Nous avons, dans cette contribution, essayé de défendre la conjecture suivante : c'est la multiplicité des échelles de temps impliquées et leur incommensurabilité avec celles qui nous sont coutumières qui pervertissent notre intuition des phénomènes et rendent particulière la relation nucléaire/décision politique. Rationnellement évident (quoi de plus raisonnable que de brûler une matière aussi inutile, hors son application nucléaire, que l'uranium ?), objectivement sûr (les chiffres sont là, têtus, irréfutables), stratégiquement incontournable (par sa contribution à notre souveraineté), le « choix nucléaire » demeure intuitivement suspect parce que les échelles de temps à considérer relèvent plus de l'éternité que du quotidien.

Au niveau politique, les échelles de temps que nous avons dégagées donnent une idée de la nature singulière de l'industrie électronucléaire. L'ampleur des investissements nécessaires exige une intervention active de l'État. Les échelles de temps opérationnelles montrent clairement la nécessité d'avoir une politique et des engagements industriels sur des échelles de temps qui sont largement au-delà des durées habituelles de mandature, semblable en cela aux exigences temporelles d'une politique de défense.
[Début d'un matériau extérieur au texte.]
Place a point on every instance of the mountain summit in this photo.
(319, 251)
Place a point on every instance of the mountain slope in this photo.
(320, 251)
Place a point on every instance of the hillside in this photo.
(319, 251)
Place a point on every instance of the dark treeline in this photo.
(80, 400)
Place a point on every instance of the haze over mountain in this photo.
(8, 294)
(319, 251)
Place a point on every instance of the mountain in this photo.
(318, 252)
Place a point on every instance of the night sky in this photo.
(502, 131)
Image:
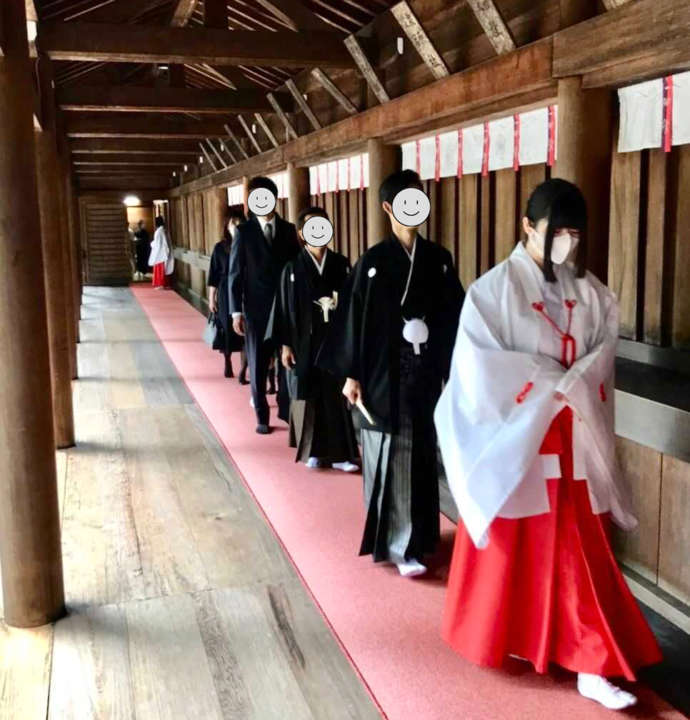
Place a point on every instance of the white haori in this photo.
(499, 402)
(160, 251)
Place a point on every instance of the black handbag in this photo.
(211, 330)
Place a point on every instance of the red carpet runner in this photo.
(388, 626)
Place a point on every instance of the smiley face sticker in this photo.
(261, 202)
(317, 231)
(411, 207)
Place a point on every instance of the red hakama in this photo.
(547, 588)
(160, 279)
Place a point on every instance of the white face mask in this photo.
(561, 246)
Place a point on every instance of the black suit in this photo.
(253, 276)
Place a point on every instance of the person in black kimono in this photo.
(264, 244)
(321, 424)
(392, 338)
(142, 248)
(227, 340)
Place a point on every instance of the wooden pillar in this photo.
(584, 157)
(30, 551)
(383, 160)
(245, 194)
(58, 285)
(298, 191)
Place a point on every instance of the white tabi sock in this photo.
(602, 691)
(345, 467)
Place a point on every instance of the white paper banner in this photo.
(427, 158)
(534, 137)
(409, 152)
(343, 175)
(642, 116)
(448, 147)
(501, 143)
(472, 149)
(680, 132)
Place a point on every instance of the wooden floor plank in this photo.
(24, 672)
(91, 672)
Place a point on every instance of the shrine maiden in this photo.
(161, 257)
(392, 338)
(321, 425)
(525, 426)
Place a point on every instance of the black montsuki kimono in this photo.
(322, 422)
(227, 340)
(399, 388)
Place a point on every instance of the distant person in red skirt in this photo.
(525, 426)
(161, 257)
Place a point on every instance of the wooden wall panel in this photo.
(506, 214)
(674, 540)
(655, 248)
(624, 237)
(469, 229)
(641, 468)
(680, 321)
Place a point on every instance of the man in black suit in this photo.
(264, 244)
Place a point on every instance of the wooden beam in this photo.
(493, 25)
(266, 129)
(411, 26)
(221, 159)
(182, 12)
(95, 42)
(334, 91)
(644, 39)
(250, 134)
(162, 127)
(366, 68)
(295, 14)
(208, 157)
(237, 143)
(133, 146)
(507, 84)
(162, 99)
(282, 116)
(299, 99)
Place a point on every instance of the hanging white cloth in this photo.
(500, 399)
(161, 252)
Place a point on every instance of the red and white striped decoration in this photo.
(511, 142)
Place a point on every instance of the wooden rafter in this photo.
(334, 91)
(508, 83)
(95, 42)
(411, 26)
(236, 141)
(493, 25)
(299, 99)
(182, 12)
(295, 14)
(626, 46)
(250, 134)
(282, 116)
(266, 129)
(128, 98)
(366, 68)
(221, 159)
(163, 127)
(207, 156)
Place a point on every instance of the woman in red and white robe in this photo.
(525, 426)
(161, 257)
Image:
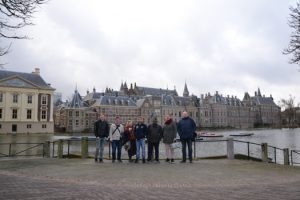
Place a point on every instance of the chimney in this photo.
(36, 71)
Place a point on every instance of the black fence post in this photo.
(109, 149)
(292, 157)
(9, 150)
(248, 148)
(195, 148)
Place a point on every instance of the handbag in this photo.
(176, 145)
(127, 145)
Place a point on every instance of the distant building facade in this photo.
(26, 103)
(217, 111)
(209, 111)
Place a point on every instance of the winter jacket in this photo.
(101, 129)
(140, 131)
(186, 128)
(154, 133)
(129, 134)
(116, 132)
(169, 132)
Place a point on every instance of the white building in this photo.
(26, 103)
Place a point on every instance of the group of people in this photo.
(133, 136)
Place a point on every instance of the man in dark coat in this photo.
(140, 131)
(154, 136)
(101, 131)
(186, 128)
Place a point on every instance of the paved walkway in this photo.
(39, 178)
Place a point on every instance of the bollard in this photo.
(60, 148)
(286, 156)
(46, 149)
(230, 148)
(264, 152)
(84, 147)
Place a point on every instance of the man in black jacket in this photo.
(140, 132)
(154, 136)
(186, 128)
(101, 130)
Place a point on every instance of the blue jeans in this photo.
(100, 142)
(187, 142)
(116, 146)
(140, 144)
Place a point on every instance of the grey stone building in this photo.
(209, 111)
(26, 103)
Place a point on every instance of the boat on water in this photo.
(209, 135)
(242, 134)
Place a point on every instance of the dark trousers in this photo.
(132, 150)
(116, 146)
(150, 150)
(187, 142)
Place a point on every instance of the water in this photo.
(280, 138)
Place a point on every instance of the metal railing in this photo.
(252, 150)
(68, 144)
(15, 149)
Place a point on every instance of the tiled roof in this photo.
(115, 101)
(77, 101)
(155, 91)
(259, 100)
Cette nécessité de « penser dans la durée » exige de remettre au cœur de la réflexion l'analyse technique du problème. Le politique n'a pas à être scientifique et il tire sa légitimité politique de l'élection. Mais la rationalité de ses décisions ne peut se dédouaner de cette réflexion de fond, et cette réflexion de fond ne peut être menée que s'il dispose au sein de sa structure décisionnelle de conseillers en état d'analyser ou de faire analyser les dossiers, et ayant à cœur de dire ce qui leur semble vrai et non ce qui plaira à leur ministre. C'est comme cela que le programme électronucléaire a été lancé sous la présidence de Georges Pompidou par le Premier ministre Pierre Messmer. C'est cette politique mise en œuvre sous la férule de Marcel Boiteux4 (l'un des plus grands économistes de son temps) qui s'est déployée sur plus de deux décennies, d'un gouvernement à l'autre.

C'est cette vision politique au sens noble du terme qui fait défaut depuis deux décennies. C'est cela qu'il nous faut retrouver aujourd'hui.

Notes:

[1] Les besoins industriels représentent actuellement en France le quart de la demande, et cette proportion est en baisse en raison de la décroissance du secteur industriel, et non de pratiques d'économie ou d'efficacité énergétique.

[2] Un Mox (abréviation de « mixed oxydes ») est un mélange d'oxydes issu du traitement du combustible usé des centrales nucléaires.

[3] Les autorités de sûreté américaines viennent d'autoriser la prolongation de la durée de vie de leurs réacteurs, similaires à ceux du parc français, jusqu'à 80 ans.

[4] Voir l'hommage que lui a rendu Christian Stoffaës dans Commentaire à l'occasion du centenaire de sa naissance : « EDF : entre crise et nostalgie de l'âge d'or », n° 180, 2022.